Just finished reading another interesting “random book.” I was browsing the shelves of Half Price Books when my eye caught the cover of The Pickup Artist by Terry Bisson. The cover combined with the dust jacket blurb inrigued me.
The jacket cover informs that this is a book about Hank Shapiro, a government employee whose job it is to elliminate art. These government employees go around picking up art (books, videos, music, paintings, etc.) that have marked for ellimination to make room for new and exciting art – to break the log jam of information overload. This seemed like an interesting concept so I picked it up. The book wasn’t what I expected but it was still an enjoyable read.
The book’s first and last chapters begin the same way:
Everybody has one thing they keep, one thing that matters to them more than anything else. Life is just a process of ellimination, figuring out what that one thing is. You may figure it out right at the end, just as you’re losing it. If you are lucky.
The book then seems to be a rumination on meaning in life; on the place of art in our lives; and the values of society. It attempts to communicate, or at least hint at these themes, in the course of a novel. (I guess it would be categorized as a fantasy novel or science fiction as it takes place in the future and involves technology and history different from out own.)
So one questions is: did it communicate anything deep or unique about these subjects? It is on this level that the book falters. I d didn’t come away with a new sense of life or a new way of looking or thinking about art or culture. Bisson succedes in some of his satire and fails in others but none of it is serious enough to provide insight into the way we live.
No, the Pickup artist is enjoyable simple as a curious and entertaining story. The story begins as Hank begins another day as an agent of the Bureau of Arts and Information (BAI). He describes the process of “picking up old stuff” as one customer describes it. Hank’s job is simply to collect the art that has been slated for ellimination. As Hank describes his life you begin to realize that he is in a time not our own. He drives a “lectro” not a car; he gets his work assignments from a “slate” not from a computer, etc. These bits and pieces clue you in that the story takes place in the future and one with more sophisticated technology than we have now. Bisson slowly fills in the history leading up to Shapiro’s time in seperate chapters in between the normal narrative chapters.

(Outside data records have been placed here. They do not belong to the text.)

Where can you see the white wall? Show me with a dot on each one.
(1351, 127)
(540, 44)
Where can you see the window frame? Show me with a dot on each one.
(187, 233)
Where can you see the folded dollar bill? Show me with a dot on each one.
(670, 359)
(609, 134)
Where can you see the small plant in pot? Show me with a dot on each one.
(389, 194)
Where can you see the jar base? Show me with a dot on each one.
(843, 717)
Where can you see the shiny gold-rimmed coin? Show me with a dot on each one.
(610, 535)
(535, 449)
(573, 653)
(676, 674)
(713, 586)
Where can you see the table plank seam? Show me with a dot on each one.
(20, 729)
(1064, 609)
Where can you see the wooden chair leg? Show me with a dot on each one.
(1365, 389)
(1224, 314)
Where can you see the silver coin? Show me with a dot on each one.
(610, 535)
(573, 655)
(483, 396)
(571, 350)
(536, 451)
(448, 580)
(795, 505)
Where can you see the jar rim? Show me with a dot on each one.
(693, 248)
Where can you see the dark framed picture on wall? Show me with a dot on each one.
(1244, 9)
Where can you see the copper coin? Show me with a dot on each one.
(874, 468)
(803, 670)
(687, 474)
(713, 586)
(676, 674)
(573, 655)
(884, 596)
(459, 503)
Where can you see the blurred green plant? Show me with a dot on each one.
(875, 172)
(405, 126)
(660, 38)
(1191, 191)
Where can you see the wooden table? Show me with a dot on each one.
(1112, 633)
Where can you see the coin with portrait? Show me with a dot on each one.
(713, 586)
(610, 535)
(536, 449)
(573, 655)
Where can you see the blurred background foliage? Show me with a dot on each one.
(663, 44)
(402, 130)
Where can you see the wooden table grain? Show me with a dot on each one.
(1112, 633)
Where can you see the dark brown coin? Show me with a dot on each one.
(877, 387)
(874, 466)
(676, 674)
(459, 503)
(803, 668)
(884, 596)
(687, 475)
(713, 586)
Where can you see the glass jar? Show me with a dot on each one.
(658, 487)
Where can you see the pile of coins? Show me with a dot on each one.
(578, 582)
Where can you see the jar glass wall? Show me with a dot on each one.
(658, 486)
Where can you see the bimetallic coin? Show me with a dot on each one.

The story turns when Shapiro picks up a Hank Williams album – hence the name. Apprently, his Dad was a big fan of Mr. Williams and this immediately makes a unconcsious connection. Hank soon takes the album out of his bad (a clear cut no-no) and his adventure begins. This adventure takes him across the country (from New York to Vegas) with a pregnant librarian, a talking dog, and a dead American Indian. Every other chapter reveals more and more about the changes in society that lead to the creation of the BAI and the organized ellimination of books, videos, and music on such a grand scale.
What I found interesting was the world that Bisson depicts. It is a world with obvious technological advances (a huge electric grid that powers and directs vehicles on the highway) but in which society seems to have degraded in many ways (drugies who dig through huge trash piles naked). They have wierd technology that can heal wounds by becoming a sort of growing skin patch and a sort of nano-technology “bug” that can follow humans as well as fall in love with them. But they also have a masive black market that sell “bush meat.” Reading the book was like wathcing an artist paint an alternate world. THe story was interesting enough to keep me going and I enjoyed “the view” as I went along.
In the end, I would say if you find fantasy/science fiction – and a wierd mixture of utopia and dystopia – interesting, this book might be for you. Or if you are just looking for something different to read this might staisfy your curiosity.